Pending Home Sales: March 2007


Today, the National Association of Realtors (NAR) released their Pending Home Sales Report for March 2007 showing spectacular weakness on a month-to-month and year-over-year basis, both nationally and in every region.

Additionally, the both the Northeast and Midwest regions have fallen back below 100 indicating that March’s home sales activity was BELOW the average activity recorded in 2001, the first year Pending Home Sales were tracked.

Like my sever, the nations housing markets continue to crash and burn and now with the completion of the March results we can see unequivocally that the recent weakness, although clearly influenced by weather patterns, is fundamental and systemic.
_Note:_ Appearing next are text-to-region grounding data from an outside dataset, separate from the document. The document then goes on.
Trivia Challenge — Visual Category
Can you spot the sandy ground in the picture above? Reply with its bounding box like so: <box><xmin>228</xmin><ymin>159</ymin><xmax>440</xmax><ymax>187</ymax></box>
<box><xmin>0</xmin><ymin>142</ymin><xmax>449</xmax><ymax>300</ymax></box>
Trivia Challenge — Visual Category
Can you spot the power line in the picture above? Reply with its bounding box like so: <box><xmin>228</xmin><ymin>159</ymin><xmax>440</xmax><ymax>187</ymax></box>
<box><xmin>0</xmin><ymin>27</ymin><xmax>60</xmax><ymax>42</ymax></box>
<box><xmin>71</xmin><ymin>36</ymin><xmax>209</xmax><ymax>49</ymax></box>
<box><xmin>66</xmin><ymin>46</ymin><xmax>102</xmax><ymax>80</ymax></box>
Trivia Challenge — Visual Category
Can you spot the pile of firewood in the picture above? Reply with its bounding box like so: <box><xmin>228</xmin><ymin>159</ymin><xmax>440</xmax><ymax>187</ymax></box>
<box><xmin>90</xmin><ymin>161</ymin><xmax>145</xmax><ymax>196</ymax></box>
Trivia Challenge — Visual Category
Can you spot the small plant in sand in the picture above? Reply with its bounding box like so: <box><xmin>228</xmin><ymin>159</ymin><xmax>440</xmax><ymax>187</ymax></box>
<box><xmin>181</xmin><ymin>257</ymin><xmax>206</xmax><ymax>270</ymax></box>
According to David Lereah, the soon to be Ex-Chief Economist of NAR (hat-tip BubbleMeter - David Lereah Watch), the “el-nino” effect/ruse is now a thing of the past leaving the subprime slime as the main culprit in the slowing sales.
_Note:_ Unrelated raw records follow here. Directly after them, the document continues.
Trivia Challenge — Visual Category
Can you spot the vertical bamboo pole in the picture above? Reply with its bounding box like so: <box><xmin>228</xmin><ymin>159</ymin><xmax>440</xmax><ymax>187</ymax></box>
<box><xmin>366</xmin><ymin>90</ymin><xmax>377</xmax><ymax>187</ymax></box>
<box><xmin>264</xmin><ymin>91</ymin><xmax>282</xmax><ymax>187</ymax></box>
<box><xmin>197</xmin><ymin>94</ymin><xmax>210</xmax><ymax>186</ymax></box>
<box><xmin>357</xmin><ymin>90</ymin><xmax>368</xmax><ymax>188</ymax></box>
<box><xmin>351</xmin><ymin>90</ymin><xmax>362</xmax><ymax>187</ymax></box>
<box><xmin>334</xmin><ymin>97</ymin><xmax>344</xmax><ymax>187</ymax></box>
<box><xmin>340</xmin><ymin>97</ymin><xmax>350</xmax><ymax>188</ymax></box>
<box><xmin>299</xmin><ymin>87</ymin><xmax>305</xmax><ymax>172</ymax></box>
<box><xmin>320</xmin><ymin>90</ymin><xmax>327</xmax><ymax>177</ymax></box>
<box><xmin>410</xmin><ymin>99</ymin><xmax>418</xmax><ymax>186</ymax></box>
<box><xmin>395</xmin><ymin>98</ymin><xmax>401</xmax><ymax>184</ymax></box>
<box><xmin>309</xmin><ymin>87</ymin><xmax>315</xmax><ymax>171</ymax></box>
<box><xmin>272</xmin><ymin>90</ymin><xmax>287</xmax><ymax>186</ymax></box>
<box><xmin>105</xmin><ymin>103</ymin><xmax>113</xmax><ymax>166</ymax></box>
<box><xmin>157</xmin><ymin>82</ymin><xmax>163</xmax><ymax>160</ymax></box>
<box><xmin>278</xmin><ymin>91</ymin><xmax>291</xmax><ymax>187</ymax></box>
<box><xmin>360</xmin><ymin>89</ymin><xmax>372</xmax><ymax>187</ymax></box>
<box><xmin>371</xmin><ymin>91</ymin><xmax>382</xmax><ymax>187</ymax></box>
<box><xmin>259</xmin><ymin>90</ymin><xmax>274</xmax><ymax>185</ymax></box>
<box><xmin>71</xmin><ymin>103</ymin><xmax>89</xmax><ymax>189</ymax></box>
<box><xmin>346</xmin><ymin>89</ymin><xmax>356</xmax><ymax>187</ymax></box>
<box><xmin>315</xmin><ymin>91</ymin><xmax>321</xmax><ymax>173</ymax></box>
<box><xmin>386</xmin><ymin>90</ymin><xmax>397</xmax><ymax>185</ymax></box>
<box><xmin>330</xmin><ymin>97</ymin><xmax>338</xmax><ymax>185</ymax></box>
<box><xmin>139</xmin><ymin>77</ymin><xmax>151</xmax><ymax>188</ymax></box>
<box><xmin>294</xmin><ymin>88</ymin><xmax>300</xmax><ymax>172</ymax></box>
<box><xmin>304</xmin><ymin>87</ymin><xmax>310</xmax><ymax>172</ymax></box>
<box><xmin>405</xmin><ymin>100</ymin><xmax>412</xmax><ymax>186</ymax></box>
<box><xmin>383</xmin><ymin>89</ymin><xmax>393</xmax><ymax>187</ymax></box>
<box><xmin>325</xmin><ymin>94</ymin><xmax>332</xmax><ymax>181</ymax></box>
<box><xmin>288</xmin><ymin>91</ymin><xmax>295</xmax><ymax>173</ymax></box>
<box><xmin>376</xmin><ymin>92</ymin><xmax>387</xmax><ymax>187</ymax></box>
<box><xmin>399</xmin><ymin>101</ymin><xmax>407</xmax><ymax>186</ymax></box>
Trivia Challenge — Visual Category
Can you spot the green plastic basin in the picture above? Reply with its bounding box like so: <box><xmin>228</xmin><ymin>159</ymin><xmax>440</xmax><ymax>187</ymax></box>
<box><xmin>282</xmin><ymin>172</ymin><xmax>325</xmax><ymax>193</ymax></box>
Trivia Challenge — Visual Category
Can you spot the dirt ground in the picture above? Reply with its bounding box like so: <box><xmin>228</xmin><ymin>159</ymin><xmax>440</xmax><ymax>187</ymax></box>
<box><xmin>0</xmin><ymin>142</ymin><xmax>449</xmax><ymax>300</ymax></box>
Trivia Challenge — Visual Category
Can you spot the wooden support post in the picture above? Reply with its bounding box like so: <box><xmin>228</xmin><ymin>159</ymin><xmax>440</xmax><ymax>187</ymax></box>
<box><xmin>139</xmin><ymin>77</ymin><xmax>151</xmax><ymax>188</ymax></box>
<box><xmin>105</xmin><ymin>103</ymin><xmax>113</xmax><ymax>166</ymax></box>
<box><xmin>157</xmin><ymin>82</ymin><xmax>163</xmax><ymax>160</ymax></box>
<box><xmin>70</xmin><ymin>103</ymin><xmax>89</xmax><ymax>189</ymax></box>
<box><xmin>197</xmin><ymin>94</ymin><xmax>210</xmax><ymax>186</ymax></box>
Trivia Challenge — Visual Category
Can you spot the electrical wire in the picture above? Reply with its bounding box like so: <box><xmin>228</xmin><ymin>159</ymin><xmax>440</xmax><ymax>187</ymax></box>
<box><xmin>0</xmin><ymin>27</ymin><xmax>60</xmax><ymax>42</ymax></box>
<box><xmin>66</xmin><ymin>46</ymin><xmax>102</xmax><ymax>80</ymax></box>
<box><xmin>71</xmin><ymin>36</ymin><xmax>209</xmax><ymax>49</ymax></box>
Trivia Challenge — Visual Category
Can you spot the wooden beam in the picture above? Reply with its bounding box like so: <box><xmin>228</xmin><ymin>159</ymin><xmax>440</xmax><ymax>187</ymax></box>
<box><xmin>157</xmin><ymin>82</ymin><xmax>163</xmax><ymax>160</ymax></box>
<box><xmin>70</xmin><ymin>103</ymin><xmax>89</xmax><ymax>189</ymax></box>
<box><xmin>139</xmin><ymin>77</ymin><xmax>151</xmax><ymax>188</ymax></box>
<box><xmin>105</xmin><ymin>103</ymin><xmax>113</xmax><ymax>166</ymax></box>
“Although the weather improved in March, we’re starting to see the effects of a decline in subprime lending and tighter lending standards… Home sales will be relatively sluggish in the second quarter, but a modest uptrend should resume during the second half of this year.”

Keep in mind the current pending sales decline comes on top of last years historic fall-off so the continued weakness is a sure sign that the decline is not ephemeral.

Look at the March pending home sales results and draw your own conclusion:

  • Nationally the index was down 10.5% as compared to March 2006.
  • The Northeast region was down 14.0% as compared to March 2006.
  • The West region was down 8.6% as compared to March 2006.
  • The Midwest region was down 9.5% as compared to March 2006.
  • The South region was down 10.6% as compared to March 2006.
So it appears that, year-over-year, contract activity is still dropping rather sharply with ALL regions continuing to show significant declines.